Tuntunan Fikih Praktis 2 (Taklid)

Pokok-pokok Bahasan:

I. Syarat-syarat Marja’ Taqlid

II. Tab’idh (Parsial) dalam Taklid

I. Syarat-syarat Marja’ Taqlid

Seseorang dapat menjadi marja’ taqlid dan bisa ditaklid jika memenuhi syarat-syarat sebagai berikut:

1.       Laki-laki

2.       Balig

3.       Berakal sehat

4.       Bermazhab Syi’ah Imamiyah

5.       Bukan anak di luar nikah

6.       Secara ihtiyath wajib, masih hidup

7.       Adil

8.       Mengingat pentingnya kedudukan marja’iyah dalam masalah fatwa, maka secara ihtiyath wajib seorang marja’ harus bersifat zuhud, warak dan tidak rakus terhadap materi duniawi

9.       Mujtahid

10.     Secara ihtiyath wajib, harus a’lam (paling pandai) dari para mujtahid lainnya. (Ajwibah al-Istifta’at, No. 12, 15, 16, 21 dan 22, dan Istifta’ dari Kantor Rahbar, Bab Taklid, Masalah 2)

Penjelasan:

1. Syarat ke-7

1.       Adil adalah kondisi jiwa yang dapat mendorong seseorang untuk senantiasa bertakwa sehingga ia tidak mungkin meninggalkan hal-hal yang diwajibkan dan melakukan hal-hal yang diharamkan. (Ajwibah al-Istifta’at, No. 562)
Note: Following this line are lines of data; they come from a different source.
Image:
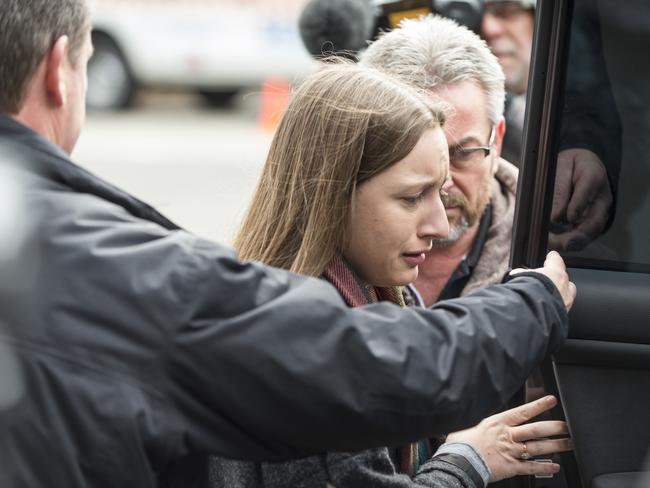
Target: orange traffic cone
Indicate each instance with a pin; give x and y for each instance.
(275, 96)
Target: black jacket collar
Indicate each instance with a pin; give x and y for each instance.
(48, 160)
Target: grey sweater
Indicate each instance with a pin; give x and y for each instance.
(366, 469)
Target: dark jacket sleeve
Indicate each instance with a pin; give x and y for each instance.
(267, 365)
(590, 118)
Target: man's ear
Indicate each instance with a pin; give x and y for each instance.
(498, 136)
(55, 69)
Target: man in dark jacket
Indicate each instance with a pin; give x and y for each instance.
(144, 348)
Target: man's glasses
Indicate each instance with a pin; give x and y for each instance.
(464, 158)
(503, 10)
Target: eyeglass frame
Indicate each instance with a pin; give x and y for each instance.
(467, 150)
(504, 10)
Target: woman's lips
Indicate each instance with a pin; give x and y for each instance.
(414, 259)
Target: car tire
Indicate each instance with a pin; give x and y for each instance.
(110, 82)
(223, 98)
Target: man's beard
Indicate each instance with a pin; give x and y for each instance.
(468, 215)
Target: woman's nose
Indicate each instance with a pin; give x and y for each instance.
(435, 224)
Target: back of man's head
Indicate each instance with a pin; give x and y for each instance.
(28, 29)
(431, 52)
(525, 4)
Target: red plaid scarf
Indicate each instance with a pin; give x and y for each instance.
(356, 293)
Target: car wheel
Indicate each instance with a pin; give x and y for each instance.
(220, 98)
(110, 83)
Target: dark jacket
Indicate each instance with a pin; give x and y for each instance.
(144, 347)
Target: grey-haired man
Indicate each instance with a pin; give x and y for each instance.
(454, 64)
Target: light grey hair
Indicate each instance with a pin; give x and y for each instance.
(433, 51)
(28, 30)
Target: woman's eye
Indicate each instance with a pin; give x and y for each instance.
(412, 200)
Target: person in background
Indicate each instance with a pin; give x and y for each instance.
(452, 64)
(351, 192)
(507, 26)
(589, 155)
(145, 348)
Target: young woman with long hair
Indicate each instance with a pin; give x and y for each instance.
(350, 192)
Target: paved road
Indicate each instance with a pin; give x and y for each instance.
(197, 166)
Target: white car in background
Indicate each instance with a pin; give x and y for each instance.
(215, 47)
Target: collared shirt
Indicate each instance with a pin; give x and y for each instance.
(463, 271)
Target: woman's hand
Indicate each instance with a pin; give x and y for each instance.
(507, 446)
(555, 269)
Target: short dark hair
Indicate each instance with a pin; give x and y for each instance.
(28, 30)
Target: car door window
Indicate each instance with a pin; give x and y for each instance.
(605, 120)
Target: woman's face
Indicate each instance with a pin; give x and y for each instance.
(396, 213)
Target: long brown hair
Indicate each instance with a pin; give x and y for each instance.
(343, 125)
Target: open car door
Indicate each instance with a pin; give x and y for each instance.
(588, 118)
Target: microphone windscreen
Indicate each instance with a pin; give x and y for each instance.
(332, 26)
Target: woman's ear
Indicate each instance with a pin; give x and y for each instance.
(56, 66)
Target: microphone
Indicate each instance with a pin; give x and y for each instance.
(336, 26)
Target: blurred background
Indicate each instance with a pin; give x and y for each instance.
(183, 98)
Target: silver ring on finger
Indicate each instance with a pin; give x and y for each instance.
(525, 455)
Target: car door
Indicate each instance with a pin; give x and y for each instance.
(590, 90)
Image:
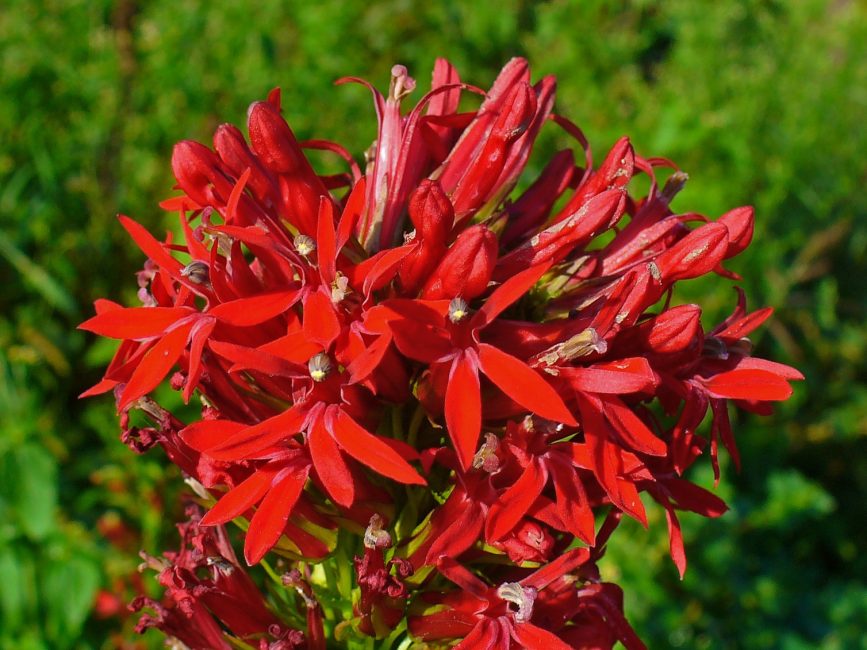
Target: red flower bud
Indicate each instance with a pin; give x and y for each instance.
(200, 174)
(274, 143)
(417, 266)
(479, 181)
(614, 172)
(556, 242)
(740, 223)
(466, 268)
(236, 155)
(694, 255)
(431, 212)
(273, 140)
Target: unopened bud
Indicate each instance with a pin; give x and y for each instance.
(339, 288)
(458, 310)
(584, 343)
(319, 366)
(401, 83)
(222, 565)
(375, 536)
(486, 457)
(466, 268)
(522, 597)
(197, 272)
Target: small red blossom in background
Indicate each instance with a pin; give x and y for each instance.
(420, 390)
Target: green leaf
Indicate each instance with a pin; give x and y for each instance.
(68, 590)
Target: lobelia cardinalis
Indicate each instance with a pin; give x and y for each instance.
(426, 399)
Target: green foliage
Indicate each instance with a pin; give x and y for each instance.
(762, 101)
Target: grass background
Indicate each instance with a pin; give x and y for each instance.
(762, 101)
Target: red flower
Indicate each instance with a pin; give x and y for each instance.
(334, 344)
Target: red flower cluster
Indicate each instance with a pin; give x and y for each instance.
(417, 348)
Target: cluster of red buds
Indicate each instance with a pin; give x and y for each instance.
(427, 399)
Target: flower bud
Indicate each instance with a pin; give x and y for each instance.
(200, 174)
(431, 212)
(417, 266)
(273, 140)
(740, 223)
(237, 157)
(466, 268)
(319, 366)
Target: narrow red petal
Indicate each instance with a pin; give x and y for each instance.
(151, 247)
(320, 320)
(523, 384)
(507, 293)
(535, 638)
(207, 434)
(135, 322)
(240, 498)
(252, 440)
(329, 464)
(463, 407)
(155, 365)
(326, 244)
(632, 430)
(752, 385)
(272, 514)
(514, 503)
(246, 312)
(369, 450)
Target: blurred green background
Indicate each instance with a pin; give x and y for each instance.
(763, 102)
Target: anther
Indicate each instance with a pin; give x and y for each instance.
(319, 366)
(458, 310)
(304, 245)
(522, 597)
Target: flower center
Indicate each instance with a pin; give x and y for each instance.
(458, 310)
(319, 366)
(304, 245)
(522, 597)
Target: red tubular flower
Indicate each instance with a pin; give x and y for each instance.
(336, 346)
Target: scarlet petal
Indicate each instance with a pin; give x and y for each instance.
(421, 341)
(245, 358)
(248, 442)
(535, 638)
(199, 336)
(752, 385)
(523, 384)
(694, 498)
(573, 506)
(151, 247)
(515, 502)
(134, 322)
(326, 244)
(155, 365)
(618, 378)
(464, 407)
(675, 539)
(270, 519)
(246, 312)
(369, 450)
(320, 320)
(507, 293)
(632, 429)
(567, 562)
(351, 213)
(329, 464)
(207, 434)
(459, 535)
(241, 498)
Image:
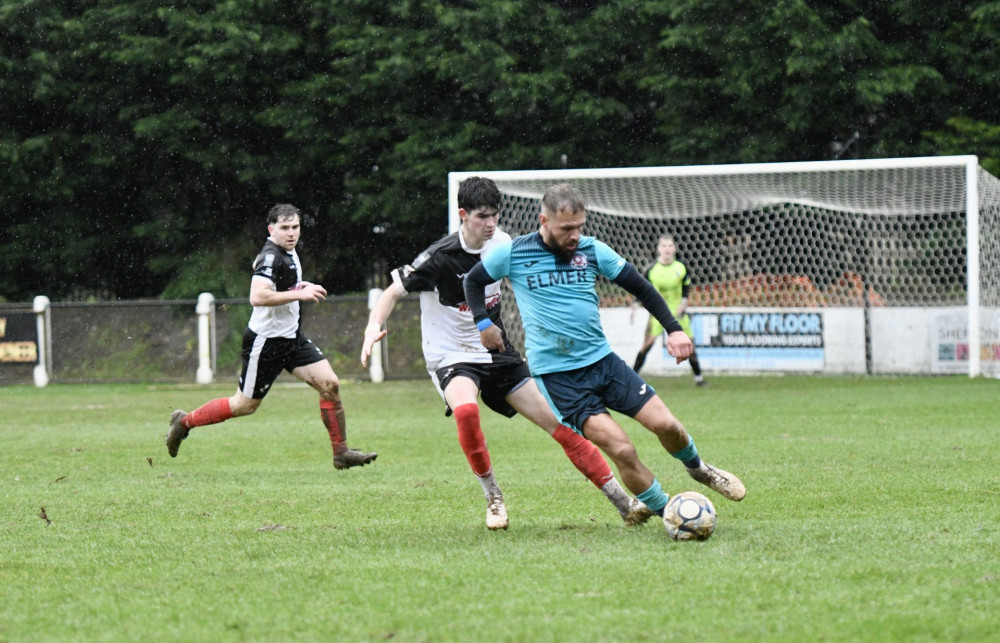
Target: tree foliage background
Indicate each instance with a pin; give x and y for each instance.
(142, 142)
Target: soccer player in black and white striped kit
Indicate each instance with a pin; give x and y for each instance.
(461, 368)
(274, 342)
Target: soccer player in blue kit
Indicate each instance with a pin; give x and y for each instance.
(553, 273)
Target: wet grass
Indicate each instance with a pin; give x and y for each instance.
(873, 514)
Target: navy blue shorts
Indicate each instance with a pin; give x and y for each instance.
(608, 383)
(265, 357)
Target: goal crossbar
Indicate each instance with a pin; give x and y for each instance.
(873, 187)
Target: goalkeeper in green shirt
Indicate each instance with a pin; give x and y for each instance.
(671, 279)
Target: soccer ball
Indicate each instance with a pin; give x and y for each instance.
(689, 516)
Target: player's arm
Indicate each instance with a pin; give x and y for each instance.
(263, 293)
(475, 283)
(377, 317)
(678, 343)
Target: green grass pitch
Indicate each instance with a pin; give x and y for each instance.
(872, 514)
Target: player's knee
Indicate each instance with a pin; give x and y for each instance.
(622, 451)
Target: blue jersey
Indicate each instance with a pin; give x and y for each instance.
(557, 300)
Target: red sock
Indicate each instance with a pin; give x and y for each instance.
(470, 437)
(332, 414)
(212, 412)
(584, 455)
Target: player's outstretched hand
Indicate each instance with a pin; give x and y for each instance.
(492, 338)
(373, 335)
(679, 345)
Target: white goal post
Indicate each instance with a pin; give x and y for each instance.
(878, 235)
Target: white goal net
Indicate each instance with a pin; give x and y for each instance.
(918, 236)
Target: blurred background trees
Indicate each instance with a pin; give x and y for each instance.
(142, 142)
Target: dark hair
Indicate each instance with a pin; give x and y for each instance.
(563, 197)
(282, 211)
(478, 192)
2.       Seseorang dikatakan adil apabila menyandang sifat tersebut. Dengan ungkapan lain bahwa ketakwaannya sampai kepada tingkatan yang ia tidak akan melakukan dosa dan maksiat (meninggalkan hal-hal yang wajib atau melakukan hal-hal yang haram) dengan sengaja. (Ajwibah al-Istifta’at, No. 13, dan Istifta’ dari Kantor Rahbar, Bab Taklid, Masalah 2)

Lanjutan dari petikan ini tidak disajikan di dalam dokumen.